Carrot samples were cut into slices of 5 mm. Warm PDA (potato dextrose agar; Oxoid, Basingstoke, UK) was poured into 60 mm Petri dishes (PD) and the lid, and 5 µL of inoculum prepared as described in chapter 2.10 were applied to the carrot slices. The EOs were two-fold diluted in ethyl acetate to a final volume of 250, 125, and 62.5 μL and transferred on a 55 mm round sterile filter paper using a micropipette. The filter paper was dried for 1 min for the evaporation of ethyl acetate and subsequently laid into the PD on the walls to ensure a 2 mm distance between the paper and the agar. Finally, the PD was hermetically closed with its lid containing the solidified agar. The Petri dishes were incubated at 37 °C for 18–24 h and at 25 °C for 72 h for bacteria and fungi, respectively.

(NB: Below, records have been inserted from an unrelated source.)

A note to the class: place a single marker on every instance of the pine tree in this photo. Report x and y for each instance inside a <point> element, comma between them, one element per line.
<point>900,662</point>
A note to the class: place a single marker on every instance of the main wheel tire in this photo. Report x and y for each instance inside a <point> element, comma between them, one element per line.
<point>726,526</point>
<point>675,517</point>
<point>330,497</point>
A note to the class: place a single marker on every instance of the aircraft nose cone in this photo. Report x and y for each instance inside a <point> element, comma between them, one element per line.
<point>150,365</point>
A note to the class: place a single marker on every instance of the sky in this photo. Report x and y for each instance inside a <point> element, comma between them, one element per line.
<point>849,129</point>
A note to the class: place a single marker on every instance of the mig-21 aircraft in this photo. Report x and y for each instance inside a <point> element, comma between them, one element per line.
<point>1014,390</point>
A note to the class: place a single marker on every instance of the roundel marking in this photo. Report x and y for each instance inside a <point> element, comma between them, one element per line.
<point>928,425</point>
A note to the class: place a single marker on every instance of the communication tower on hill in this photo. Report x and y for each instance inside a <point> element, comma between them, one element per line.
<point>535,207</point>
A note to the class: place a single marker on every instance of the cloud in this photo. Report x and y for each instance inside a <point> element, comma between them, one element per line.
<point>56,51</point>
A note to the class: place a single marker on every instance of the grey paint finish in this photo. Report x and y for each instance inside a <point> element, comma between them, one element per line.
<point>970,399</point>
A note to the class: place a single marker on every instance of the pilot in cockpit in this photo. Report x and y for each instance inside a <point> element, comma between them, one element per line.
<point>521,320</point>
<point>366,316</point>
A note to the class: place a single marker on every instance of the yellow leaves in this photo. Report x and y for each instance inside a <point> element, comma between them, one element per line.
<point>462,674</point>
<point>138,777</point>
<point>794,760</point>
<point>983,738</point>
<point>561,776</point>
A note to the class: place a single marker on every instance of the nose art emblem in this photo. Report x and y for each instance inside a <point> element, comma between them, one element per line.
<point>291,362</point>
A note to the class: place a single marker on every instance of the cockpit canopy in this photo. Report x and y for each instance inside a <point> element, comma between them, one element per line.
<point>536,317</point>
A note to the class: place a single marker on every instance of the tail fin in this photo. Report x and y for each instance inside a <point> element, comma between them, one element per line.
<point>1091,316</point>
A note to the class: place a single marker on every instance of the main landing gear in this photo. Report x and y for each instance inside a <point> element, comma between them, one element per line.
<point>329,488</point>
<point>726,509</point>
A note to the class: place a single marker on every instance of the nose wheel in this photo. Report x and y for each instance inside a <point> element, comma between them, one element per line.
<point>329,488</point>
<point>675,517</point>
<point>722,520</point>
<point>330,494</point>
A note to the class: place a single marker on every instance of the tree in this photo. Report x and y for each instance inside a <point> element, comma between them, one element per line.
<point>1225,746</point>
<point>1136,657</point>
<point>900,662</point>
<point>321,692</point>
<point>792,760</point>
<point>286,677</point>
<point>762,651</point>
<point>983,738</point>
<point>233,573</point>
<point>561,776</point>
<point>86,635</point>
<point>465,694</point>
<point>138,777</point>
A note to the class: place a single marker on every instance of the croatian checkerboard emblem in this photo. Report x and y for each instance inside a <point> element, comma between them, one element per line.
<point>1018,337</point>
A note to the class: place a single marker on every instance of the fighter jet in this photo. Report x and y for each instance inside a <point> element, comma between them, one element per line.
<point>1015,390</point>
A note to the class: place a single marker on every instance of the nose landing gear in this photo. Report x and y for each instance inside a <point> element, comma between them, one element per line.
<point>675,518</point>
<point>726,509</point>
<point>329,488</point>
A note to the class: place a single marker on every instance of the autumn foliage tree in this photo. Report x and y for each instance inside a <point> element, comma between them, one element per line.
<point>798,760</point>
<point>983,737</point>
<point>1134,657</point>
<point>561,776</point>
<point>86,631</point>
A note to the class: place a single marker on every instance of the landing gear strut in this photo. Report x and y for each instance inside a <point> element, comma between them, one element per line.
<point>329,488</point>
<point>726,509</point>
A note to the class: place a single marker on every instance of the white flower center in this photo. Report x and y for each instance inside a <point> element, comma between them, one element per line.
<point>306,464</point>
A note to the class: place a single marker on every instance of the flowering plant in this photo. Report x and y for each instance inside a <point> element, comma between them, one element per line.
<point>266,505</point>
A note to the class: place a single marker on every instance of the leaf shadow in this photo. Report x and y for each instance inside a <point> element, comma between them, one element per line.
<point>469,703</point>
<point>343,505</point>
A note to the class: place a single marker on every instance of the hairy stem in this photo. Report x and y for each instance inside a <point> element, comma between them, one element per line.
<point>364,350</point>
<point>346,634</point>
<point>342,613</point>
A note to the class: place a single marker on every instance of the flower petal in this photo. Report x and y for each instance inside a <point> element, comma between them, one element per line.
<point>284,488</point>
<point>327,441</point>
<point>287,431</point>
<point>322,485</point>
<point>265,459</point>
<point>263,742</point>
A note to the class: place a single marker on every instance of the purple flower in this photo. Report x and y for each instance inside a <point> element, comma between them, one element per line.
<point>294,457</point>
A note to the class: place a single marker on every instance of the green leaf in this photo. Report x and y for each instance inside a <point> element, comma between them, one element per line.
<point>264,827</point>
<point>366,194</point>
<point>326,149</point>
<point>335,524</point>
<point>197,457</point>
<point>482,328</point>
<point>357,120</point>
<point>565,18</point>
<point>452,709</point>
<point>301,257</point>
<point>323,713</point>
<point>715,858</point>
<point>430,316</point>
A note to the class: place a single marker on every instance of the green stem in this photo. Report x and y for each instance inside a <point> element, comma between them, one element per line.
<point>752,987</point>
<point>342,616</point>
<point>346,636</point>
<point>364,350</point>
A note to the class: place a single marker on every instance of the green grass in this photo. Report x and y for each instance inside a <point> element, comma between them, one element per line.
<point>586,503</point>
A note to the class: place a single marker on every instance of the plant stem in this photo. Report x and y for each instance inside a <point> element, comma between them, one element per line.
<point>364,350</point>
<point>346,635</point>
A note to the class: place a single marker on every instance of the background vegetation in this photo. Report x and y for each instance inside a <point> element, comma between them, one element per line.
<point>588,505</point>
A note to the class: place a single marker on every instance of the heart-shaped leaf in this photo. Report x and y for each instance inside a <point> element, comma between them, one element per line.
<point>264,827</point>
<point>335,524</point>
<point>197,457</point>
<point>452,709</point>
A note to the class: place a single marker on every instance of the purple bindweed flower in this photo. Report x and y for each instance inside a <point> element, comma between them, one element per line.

3.12. Statistical Analysis

The measurements were carried out in triplicate. Statistical variability of the data was processed with Microsoft™ Excel® program. MBIC50 and MBIC90 values (concentration causing 50% and 90% reduction of bacterial biofilm growth) were estimated by the logit analysis.

4. Conclusions

CAEO showed a satisfactory biological activity and inhibitory effects on biofilm formation. The results were confirmed by the protein spectrum analysis, cluster similarity analysis (dendrograms), and the antibiofilm activity of the essential oil. It can be assumed that the effect of CAEO is based on disrupting the polysaccharides in biofilms, thereby decreasing their resistance. MALDI-TOF MS profiling is a very convenient equipment to identify microorganisms and it is also suitable to analyze the biofilm profile.

MALDI-TOF MS Biotyper is a useful method to distinguish between different phases of the biofilm and to detect their transition to the dispersed stage. The present study highlights the possible use of MALDI-TOF technology in clinical diagnostics and prognostic processing of biofilm formation and/or control. The global concerns on antimicrobial resistance and health-related consequences facilitate a necessity to look for natural alternatives with antimicrobial properties. Our study has demonstrated the antimicrobial effect of CAEO that could be applicable for the food industry and health care needs.